More recently, however, ongoing technological progress has automated portfolio management to the extent that it’s now “so easy, a robot can do it”, and once again, advisors have evolved to make their main value offering the advice that they provide across their clients’ entire financial lives. Yet, despite the introduction of alternative fee structures (including hourly and subscription models) based on the delivery of advice rather than management of assets (as well as the growing consumer demand for flat fees), growth of the AUM model remains robust.
In our 64th episode of Kitces & Carl, Michael Kitces and client communication expert Carl Richards discuss how disconnects can sometimes arise between what potential clients may expect and how advisory businesses are structured to deliver advice, why the demand for quality advice continues to combat industry-wide fee compression, and why it’s been (up to this point, at least) such a struggle for alternative fee structures to gain better traction.
Over the past several years, as more options for automated investment management have become available, consumers have increasingly sought out ‘compartmentalized’ planning engagements (i.e., advice on ‘just’ one or two, rather than on all seven, aspects of the planning process), but often run into difficulty when trying to find an advisor that has the capacity to accommodate their requests, particularly when it comes to higher-net worth clients.

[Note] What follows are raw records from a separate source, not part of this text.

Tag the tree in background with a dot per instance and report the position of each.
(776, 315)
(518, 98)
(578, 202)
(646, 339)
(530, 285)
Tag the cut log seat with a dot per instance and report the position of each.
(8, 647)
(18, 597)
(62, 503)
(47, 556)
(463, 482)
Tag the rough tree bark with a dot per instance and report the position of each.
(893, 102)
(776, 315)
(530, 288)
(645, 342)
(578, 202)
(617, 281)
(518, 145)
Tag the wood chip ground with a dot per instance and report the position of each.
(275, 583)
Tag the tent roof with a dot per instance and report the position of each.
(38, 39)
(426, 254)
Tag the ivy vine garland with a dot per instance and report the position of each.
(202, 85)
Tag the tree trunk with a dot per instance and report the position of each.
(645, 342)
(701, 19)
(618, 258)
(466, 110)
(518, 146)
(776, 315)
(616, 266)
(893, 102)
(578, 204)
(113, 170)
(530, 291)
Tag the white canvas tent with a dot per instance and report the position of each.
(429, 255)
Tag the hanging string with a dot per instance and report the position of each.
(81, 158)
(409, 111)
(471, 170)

As while there are advisors who are able to accommodate limited planning engagements, their numbers are limited. Moreover, clients who are further along the complexity spectrum may expect the sort of service found at larger firms, which simply aren’t structured in such a way to provide compartmentalized service.
Compounding the conundrum is the fact that it’s difficult for consumers to differentiate between advisors who actually offer advice and those who simply assume the title but may not be in the advice business. The supply of fiduciary advisors remains scarce, which (in turn) means that an advisor’s limited number of available spots can fill up quickly with clients who do want comprehensive planning (which is why so many of those advisors end out implementing wait lists). And with the high costs that advisors face to acquire clients in the first place, it just becomes impractical (at least at this point) to build a sustainable business that (primarily) serves clients on a limited basis.
Ultimately, the key point is that, while fee structures and advisory models continue to evolve to provide better and more varied services to clients who may not want (or need) comprehensive planning, the fact remains that it’s expensive to not only acquire clients, but to service them as well. Which, at the end of the day, is why a fiduciary standard is so important for the industry, as it would drive down the cost of advice in the aggregate and would make it more practical to profitable and effectively serve clients who would benefit the most from flat-fee engagements.